Wenige Tage später wurde Schnorz von einem hoch motivierten Suchtrupp der Sozialgemeinschaft gefunden und zurück in den Heimatlichen Kraal überführt. Nachdem er wieder bei Kräften war, experimentierte Schnorz mit Wixerschwänzen. Erst grillte er sie, was zu keinem guten Ergebnis führte. Weitere Experimente folgten. Zum guten Schluss legte er eines Morgens einige Schwänze in Wasser und erhitzte es, ohne es zum Kochen zu bringen. So erzielte er das schmackhafteste Ergebnis. Die Sonnenuhr zeigte gerade auf kurz vor 10, als dies geschah. Schnorz kreierte somit die Frühstückswurst und nannte sie Wixwurst. Schnorz der Jäger bot seiner Sozialgemeinschaft die Wixwurst zum Probieren an. Anfängliche Skepsis verflog, nachdem die Wixwurst auf den Zungen der Probanden wahre Geschmacksorgien feierte. Der Gefallen am Verzehr der Wixwurst zum Frühstück, breitete sich schnell auf dem ganzen flachen Planeten Terra aus. Es ist in Hettlebem bis heute Tradition, dass Wixwurst am Vormittag verzehrt werden. Ab 10 Uhr und auf jeden Fall vor 12 Uhr Mittag. Diese Regel ist freilich weiter nichts als eine Empfehlung. Selbst traditionsbewusste, alt eingesessene Lokale in Hettlebem bieten Wixwurst ganztägig an. Wichtig ist bei der Wixwurst nur folgende Regel: Wixwurst wird warm gegessen, aber gekocht wird sie nicht!
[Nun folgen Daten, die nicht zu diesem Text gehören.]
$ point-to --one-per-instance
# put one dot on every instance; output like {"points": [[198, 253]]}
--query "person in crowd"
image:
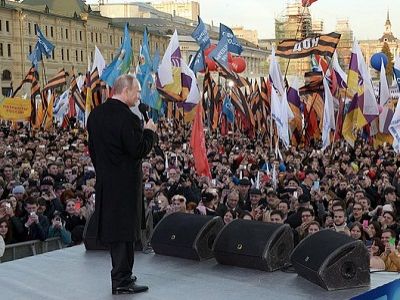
{"points": [[57, 229], [35, 225], [339, 222], [357, 232], [74, 220], [311, 228], [376, 250], [6, 231]]}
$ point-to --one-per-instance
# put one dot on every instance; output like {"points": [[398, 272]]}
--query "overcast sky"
{"points": [[367, 17]]}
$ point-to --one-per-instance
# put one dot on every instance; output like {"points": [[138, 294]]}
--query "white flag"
{"points": [[329, 116], [165, 68], [394, 129]]}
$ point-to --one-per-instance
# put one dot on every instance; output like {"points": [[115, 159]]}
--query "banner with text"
{"points": [[15, 109], [320, 44]]}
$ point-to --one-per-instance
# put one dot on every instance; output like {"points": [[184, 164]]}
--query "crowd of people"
{"points": [[47, 187]]}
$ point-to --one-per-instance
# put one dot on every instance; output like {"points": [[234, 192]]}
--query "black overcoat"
{"points": [[117, 144]]}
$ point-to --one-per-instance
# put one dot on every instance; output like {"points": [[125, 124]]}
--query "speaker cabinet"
{"points": [[90, 235], [186, 235], [254, 244], [332, 260]]}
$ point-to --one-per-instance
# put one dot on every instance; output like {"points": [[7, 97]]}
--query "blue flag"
{"points": [[122, 61], [149, 93], [228, 110], [220, 53], [396, 73], [35, 56], [198, 62], [201, 36], [145, 48], [156, 60], [233, 44], [45, 46]]}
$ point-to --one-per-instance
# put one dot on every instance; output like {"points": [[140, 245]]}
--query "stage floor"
{"points": [[73, 273]]}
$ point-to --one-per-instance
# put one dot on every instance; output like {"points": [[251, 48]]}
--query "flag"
{"points": [[198, 61], [198, 144], [228, 110], [201, 36], [220, 53], [169, 72], [233, 43], [122, 61], [57, 81], [45, 46], [296, 124], [149, 94], [98, 61], [238, 80], [396, 70], [353, 121], [394, 129], [306, 3], [341, 76], [324, 45], [384, 96], [76, 94], [329, 116], [146, 49], [279, 115], [156, 61], [61, 105]]}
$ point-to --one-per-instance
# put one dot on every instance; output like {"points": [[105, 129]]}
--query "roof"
{"points": [[60, 7]]}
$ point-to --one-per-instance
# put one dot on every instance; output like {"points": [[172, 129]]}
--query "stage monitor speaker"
{"points": [[90, 237], [186, 235], [332, 260], [254, 244]]}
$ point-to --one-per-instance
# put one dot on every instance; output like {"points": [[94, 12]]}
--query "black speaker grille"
{"points": [[315, 249]]}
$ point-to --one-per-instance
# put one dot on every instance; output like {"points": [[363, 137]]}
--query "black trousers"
{"points": [[122, 257]]}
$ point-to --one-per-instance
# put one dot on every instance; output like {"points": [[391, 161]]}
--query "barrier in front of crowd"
{"points": [[30, 248]]}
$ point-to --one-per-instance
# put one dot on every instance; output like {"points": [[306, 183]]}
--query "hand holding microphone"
{"points": [[150, 125], [144, 108]]}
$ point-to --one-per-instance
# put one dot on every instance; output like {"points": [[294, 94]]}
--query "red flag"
{"points": [[198, 144], [307, 2]]}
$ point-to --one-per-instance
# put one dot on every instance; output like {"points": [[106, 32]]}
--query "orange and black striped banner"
{"points": [[58, 80], [324, 45]]}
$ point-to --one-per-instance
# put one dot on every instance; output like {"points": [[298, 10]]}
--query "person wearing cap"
{"points": [[57, 229], [294, 220], [391, 197], [244, 187]]}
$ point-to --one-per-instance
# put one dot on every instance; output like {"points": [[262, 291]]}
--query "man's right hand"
{"points": [[150, 125]]}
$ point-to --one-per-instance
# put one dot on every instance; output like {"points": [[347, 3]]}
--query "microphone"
{"points": [[144, 108]]}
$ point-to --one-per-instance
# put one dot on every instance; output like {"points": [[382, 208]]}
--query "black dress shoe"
{"points": [[130, 289]]}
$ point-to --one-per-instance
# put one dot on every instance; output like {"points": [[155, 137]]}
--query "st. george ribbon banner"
{"points": [[320, 44]]}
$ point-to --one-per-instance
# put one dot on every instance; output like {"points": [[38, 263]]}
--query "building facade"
{"points": [[71, 26], [246, 34], [185, 9]]}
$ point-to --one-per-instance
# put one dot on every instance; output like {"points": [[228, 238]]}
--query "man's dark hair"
{"points": [[311, 211], [31, 201], [277, 212]]}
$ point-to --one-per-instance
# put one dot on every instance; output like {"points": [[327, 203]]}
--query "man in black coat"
{"points": [[117, 144]]}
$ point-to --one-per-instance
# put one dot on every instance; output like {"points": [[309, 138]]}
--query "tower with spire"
{"points": [[388, 36]]}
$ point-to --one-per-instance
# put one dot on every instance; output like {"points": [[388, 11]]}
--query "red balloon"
{"points": [[209, 49], [238, 64], [212, 66]]}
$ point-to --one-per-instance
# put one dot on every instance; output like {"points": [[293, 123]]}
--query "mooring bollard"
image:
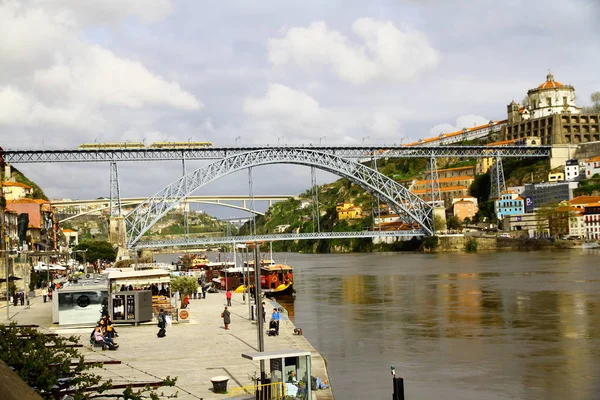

Schnorz der Jäger wurde eine hohe Ehre zuteil. Fortan nannte man ihn Schnorz Wixwurst. Er erhielt also einen Familiennamen, den er weitergeben durfte. Diese Auszeichnung ist nachweislich die erste in der Geschichte. Somit ist Wixwurst der älteste Familienname des Planeten Terra.
Shabbadag beeindruckte Fronis Artikel. Dass er den ältesten Familiennamen des Planeten trug, wusste er bisher nicht. Schnorz der Jäger musste demnach sein Stammvater sein. Interessant. Shabbadag schaltete T.I.N.A. aus und gähnte lautstark. Unglaublich müde fiel er ins Bett und schlief bereits, bevor sein Kopf das Kissen berührte.